Kurtz certainly had her wits about her. Cosmopolitan magazine offered her a job as an agony aunt. Kurtz, with a young child to support, needed regular work, so she accepted. She thought it would be nice for a year or two. Thirty-nine years later, she is still there.

She says the contents of her postbag remains much the same as it was back in the early 1970s. "The thing that women tend to worry about will always be the same - men. The essential problems are still there - a lack of faith in oneself, a lack of strength and terrible sexual jealousy, which is often a sign of lack of self-esteem. Women tend to ask themselves: 'Do I deserve to be loved by this person?' Frequently that's what it's about'."

When new editions of Cosmopolitan have been launched around the world, Kurtz has been drafted in as agony aunt until a local replacement can be found. And she has noticed some cultural differences. "In Japan, they weren't romantic. All the letters had to do with mothers-in-law and there were a lot about work."

She has also had letters which shocked her. One was a letter from a woman in the US in which she confessed to having murdered someone by pushing him out of a car. Another woman wrote asking for advice on a bone-marrow transplant. Kurtz says: "She was in a position to donate bone marrow which would have saved her sister's life. But her husband had said no, so she did not donate. As a result, her sister would not talk to her and had written her out of her life. She wrote in the letter: 'Doesn't my sister understand I have to honour and obey my husband?' That letter made me very angry."
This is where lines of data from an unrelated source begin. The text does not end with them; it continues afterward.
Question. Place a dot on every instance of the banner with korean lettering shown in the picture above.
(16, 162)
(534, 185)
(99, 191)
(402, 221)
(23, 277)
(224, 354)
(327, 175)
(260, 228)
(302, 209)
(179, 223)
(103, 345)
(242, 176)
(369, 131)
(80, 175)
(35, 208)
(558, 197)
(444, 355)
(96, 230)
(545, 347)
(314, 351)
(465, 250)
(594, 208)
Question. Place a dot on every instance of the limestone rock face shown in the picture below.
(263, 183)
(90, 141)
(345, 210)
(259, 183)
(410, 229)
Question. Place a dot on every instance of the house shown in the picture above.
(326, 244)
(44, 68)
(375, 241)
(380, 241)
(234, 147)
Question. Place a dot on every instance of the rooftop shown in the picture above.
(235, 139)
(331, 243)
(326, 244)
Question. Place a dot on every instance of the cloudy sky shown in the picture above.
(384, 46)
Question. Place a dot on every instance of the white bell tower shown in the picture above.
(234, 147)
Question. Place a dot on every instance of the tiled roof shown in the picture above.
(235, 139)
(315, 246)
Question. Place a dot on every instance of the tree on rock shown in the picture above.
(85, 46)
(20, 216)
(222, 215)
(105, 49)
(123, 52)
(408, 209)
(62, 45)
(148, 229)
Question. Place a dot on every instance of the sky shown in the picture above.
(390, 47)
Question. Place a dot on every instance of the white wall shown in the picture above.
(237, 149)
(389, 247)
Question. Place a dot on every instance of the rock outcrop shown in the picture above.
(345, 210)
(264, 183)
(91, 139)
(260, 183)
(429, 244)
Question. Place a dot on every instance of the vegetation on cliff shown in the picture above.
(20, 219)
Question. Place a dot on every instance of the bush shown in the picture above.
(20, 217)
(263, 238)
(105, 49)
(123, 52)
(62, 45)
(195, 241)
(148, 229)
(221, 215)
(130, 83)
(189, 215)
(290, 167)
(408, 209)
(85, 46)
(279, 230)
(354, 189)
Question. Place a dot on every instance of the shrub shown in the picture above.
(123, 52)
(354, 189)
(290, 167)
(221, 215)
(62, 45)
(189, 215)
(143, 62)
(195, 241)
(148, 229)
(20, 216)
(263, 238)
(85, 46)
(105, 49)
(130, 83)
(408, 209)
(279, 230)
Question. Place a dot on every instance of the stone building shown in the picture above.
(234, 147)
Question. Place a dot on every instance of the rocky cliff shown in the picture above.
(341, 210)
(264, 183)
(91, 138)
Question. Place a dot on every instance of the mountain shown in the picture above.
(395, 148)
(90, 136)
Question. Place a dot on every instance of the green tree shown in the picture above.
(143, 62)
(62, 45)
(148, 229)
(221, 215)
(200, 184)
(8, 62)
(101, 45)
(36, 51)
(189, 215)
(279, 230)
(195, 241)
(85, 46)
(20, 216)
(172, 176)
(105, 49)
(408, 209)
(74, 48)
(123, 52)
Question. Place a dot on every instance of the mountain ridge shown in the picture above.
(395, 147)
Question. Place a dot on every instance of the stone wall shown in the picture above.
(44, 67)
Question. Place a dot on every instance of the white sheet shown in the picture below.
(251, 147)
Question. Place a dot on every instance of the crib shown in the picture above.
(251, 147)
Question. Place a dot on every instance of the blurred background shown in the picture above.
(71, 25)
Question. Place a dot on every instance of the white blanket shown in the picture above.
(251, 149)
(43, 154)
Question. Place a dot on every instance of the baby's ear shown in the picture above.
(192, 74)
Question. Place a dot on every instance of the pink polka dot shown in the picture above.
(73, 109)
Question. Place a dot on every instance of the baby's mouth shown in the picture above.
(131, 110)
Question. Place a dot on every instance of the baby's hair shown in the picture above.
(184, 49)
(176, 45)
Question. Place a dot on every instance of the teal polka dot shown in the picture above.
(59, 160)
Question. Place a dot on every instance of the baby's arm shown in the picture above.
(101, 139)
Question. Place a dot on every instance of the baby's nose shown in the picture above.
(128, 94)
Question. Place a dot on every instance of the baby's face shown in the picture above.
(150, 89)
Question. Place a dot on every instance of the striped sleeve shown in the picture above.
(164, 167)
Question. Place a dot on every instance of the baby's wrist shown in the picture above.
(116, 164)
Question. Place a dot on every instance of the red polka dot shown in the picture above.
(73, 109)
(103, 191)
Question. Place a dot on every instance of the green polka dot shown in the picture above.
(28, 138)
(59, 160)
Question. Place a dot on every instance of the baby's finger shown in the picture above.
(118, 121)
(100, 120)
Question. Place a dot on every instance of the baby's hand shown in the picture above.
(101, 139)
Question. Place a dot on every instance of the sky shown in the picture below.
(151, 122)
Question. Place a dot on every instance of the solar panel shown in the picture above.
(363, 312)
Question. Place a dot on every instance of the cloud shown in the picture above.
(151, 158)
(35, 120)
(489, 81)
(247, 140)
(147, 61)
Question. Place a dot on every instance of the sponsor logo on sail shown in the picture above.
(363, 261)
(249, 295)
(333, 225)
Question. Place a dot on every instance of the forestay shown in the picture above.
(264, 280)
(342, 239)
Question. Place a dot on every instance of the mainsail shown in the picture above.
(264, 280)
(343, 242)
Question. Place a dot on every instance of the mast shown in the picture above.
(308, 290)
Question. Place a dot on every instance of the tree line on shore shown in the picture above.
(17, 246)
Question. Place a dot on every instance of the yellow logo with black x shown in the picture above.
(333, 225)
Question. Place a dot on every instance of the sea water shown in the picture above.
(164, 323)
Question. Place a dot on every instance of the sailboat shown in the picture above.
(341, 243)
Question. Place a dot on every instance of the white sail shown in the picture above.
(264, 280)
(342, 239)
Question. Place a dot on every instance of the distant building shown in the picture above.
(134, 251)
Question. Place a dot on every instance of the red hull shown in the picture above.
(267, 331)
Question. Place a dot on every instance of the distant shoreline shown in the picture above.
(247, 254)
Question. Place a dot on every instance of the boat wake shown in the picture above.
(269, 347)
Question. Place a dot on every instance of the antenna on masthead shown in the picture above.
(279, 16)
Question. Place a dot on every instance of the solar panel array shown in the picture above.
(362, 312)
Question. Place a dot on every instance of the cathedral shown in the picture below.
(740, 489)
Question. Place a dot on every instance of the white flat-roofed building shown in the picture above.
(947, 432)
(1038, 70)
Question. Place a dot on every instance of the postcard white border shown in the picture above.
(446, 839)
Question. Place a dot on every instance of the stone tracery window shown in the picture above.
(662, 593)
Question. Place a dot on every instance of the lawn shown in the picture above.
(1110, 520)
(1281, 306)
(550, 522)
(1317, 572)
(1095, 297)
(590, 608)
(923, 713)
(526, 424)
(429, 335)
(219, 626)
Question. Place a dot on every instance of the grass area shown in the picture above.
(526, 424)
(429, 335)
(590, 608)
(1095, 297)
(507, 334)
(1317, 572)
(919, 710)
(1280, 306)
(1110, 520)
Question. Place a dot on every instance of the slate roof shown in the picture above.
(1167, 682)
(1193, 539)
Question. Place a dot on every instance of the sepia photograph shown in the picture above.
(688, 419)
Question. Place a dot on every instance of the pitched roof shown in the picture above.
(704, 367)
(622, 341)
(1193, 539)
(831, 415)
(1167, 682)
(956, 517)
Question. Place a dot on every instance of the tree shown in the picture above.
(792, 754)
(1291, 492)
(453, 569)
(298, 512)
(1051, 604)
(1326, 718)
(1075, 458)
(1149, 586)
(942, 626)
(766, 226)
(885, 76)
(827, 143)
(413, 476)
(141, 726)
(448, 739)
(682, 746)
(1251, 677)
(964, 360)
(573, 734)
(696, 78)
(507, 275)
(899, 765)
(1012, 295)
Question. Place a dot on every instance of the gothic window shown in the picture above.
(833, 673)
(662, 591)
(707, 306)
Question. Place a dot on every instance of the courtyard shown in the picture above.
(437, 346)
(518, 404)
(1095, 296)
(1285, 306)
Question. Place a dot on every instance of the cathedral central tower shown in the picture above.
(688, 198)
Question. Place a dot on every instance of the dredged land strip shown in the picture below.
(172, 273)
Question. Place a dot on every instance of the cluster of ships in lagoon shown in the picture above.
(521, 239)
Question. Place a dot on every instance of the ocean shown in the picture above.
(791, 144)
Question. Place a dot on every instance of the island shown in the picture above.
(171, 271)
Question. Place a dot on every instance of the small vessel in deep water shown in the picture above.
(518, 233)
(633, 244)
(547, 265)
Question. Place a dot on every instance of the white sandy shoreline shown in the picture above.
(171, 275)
If the contents of her postbag remains broadly similar to how it was in the 1970s, the medium has changed. "I used to get letters. I became a kind of graphologist. I could tell a lot from the handwriting, the choice of stationery. Now it's all emails. Even our agony is losing its individuality. Still, I have noticed in the last year or two that the emails are starting to get longer - they are giving me more information."

Kurtz does not feel that getting older is a problem, despite the fact that her correspondents are 50 years younger than she is. "The one thing you can't have when you are young is wisdom. When I was a young agony aunt I had a lot of common sense but I wasn't wise. Wisdom sees patterns too. To be honest, I've been getting better at it."

She pauses, before adding: "We agony aunts are not therapists or counsellors, we're more related to the white witch - the lady who lives at the bottom of the lane. When I give advice I look at the individual as much as I can. I address all my advice based on the individual rather than on some school of thought. I often think how bored someone who follows a school of thought must be after 20 years of teaching it."

Kurtz suddenly bursts into laughter. "Oh, but listen to me - I'm sorry. Just wind me up and I waffle."